Los inventos, ¿inventan necesidades?

101 inventos que revolucionaron el mundo.

Debido al psicoanálisis, Freud fue objeto de críticas agudas y algunas se convirtieron en sentencias famosas. Una de ellas alcanzó tal popularidad que hasta el día de hoy la cita uno que otro escritor ocioso: “El psicoanálisis inventa las enfermedades que pretende curar”.

Pero no es el psicoanálisis lo que me atañe, sino la cita, y no en el sentido terapéutico sino lingüístico. Cambiemos el sentido de la oración y su objeto de crítica, y enfoquémoslo a los inventos que han cambiado el mundo. La sentencia quedaría más o menos así: El ingenio inventa las necesidades que pretende solventar. Y lo hace. El invento cubre necesidades y puede hacer la vida más práctica.

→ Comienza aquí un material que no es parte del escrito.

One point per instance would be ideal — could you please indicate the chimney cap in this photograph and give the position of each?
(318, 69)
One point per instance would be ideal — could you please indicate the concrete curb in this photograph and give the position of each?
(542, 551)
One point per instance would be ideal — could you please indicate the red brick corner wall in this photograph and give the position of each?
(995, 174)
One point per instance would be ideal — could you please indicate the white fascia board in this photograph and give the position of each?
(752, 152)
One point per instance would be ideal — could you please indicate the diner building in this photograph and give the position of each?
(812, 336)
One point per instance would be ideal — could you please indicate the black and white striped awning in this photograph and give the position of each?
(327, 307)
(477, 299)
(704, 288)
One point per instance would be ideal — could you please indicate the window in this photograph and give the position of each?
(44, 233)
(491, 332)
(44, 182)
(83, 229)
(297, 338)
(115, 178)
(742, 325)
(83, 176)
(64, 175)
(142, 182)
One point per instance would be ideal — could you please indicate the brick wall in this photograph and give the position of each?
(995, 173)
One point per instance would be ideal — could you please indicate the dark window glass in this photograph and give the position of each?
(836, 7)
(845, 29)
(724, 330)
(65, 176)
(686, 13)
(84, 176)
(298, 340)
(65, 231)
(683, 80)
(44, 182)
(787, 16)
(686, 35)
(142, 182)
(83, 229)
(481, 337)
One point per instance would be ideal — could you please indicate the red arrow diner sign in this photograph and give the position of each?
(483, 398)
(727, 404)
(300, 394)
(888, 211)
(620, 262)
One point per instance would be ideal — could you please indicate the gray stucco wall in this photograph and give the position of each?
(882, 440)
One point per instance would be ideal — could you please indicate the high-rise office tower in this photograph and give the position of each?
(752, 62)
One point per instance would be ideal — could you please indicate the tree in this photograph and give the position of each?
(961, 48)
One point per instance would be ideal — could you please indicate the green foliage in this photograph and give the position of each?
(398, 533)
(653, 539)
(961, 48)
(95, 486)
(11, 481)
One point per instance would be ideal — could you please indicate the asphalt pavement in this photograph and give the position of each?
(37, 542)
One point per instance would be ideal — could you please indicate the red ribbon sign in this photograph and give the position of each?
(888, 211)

Tal es el caso del Post-it, que se inventó en 1973. De algún modo, no se sabe cómo, la humanidad supo subsistir por milenios sin estos papelitos amarillos que hoy se consumen en más de 100 países. Y no sólo eso, hoy, el Post-it, aparece en 62 diferentes colores. Yo, que soy de espíritu clásico, utilizo los amarillos.

Es a Art Fry, un empleado de 3M, a quien debemos dar las gracias. Y es que Art era parte del coro de una iglesia, y cualquiera que haya sido corista antes de este invento habrá notado lo frustrante y poco estético que era utilizar marcadores en el cuaderno de himnos eclesiásticos. Pero Art no se iba a resignar, pensó que necesitaba un tipo de notas que se pegaran y despegaran fácilmente. Así que puso un poco de pegamento a un papelito amarillo y desde entonces el mundo coral ya no sería el mismo.

Como todos hemos visto, el Post-it también se adhiere a la frente de las personas. Sin ningún fin práctico, pero se adhiere.

Aquí una lista de los 101 inventos que cambiaron el mundo. Hay notar que en su mayoría se inventaron en los dos siglos anteriores. También reparo en objetos como el teléfono celular, que se inventó en 1947. Fue a cusa de su alto costo que no se popularizó sino hasta la década de los 80.

De las cosas que se mueven

Hace unos días llegué a mi trabajo –un taller de teatro– tararenado una canción que había escuchado días atrás. Le pregunté a mis compañeros si la conocían, por tanto, me vi en la necesidad de entonarla para ellos (debió ser gracioso escucharme improvisar palabras mutiladas en inglés con agudos imposibles para mí). Me dijeron que la canción se llama Set fire to the rain.

Cuando llegué a mi casa, abrí el portal de vídeos, escribí Set fire to the rain y descubrí que la canción, tan solo en esa versión, había sido escuchada más de 145 millones de veces desde hacía más de un año. ¿Dónde estaba yo mientras 145 millones de personas la cantaban? ¿por qué no sabía de ella cuando ya todo el mundo se empezaba a fastidiar de escucharla?

La respuesta no requiere meditación: la radio nunca la he escuchado; los bares, desde hace unos años, han dejado de ser un lugar recurrente para mí; no tengo un círculo de amigos con quienes me reúna para platicar y ponerme al tanto de temas actuales; soy cualquier cosa menos un melómano, siendo así, las probabilidades de encontrarme con esa canción eran casi nulas.

(Mis medios de recreo no requieren a más de una persona, y mi casa es un lugar donde disfruto mucho estar, en particular los sábados y domingos, cuando parece que la ciudad me ha dejado solo)

Enterarme de mi aislamiento musical, en términos populares, me hizo pensar en el pasado, cuando, por muchos años, la fiesta y la vagancia eran lo más importante para mí, entonces las conocía todas.

Las cosas han cambiado, hubo algo que modificó aspectos importantes de mi vida: el arte y la literatura. Al mismo tiempo, empecé a sentir interés (y necesidad) por el dinero, y si hay un país en el que el dinero y el arte no suelen convivir, es el país donde vivo. Sin embargo, no cambiaría mi relación con el arte por unos pesos, si habría de hacerme rico tendría que ser por medio de lo que más me gusta hacer. Sartre lo dice mejor que yo: “Felicidad no es hacer lo que uno quiere sino querer lo que uno hace.”

Considero que la sentencia de Sartre es un tanto cursi y de retórica simplista, por otro lado, invertir el orden de los elementos sintácticos con el fin de lograr un concepto revelador me parece un recurso de poco valor lingüístico: valerse del mismo término y usarlo con dos acepciones distintas tales como querer, de apego sentimental, y querer, de deseo, no es algo que nutra la oración en ningún sentido estético o artístico. Pero, a decir verdad, creo en lo que dice. El discurso es lo importante.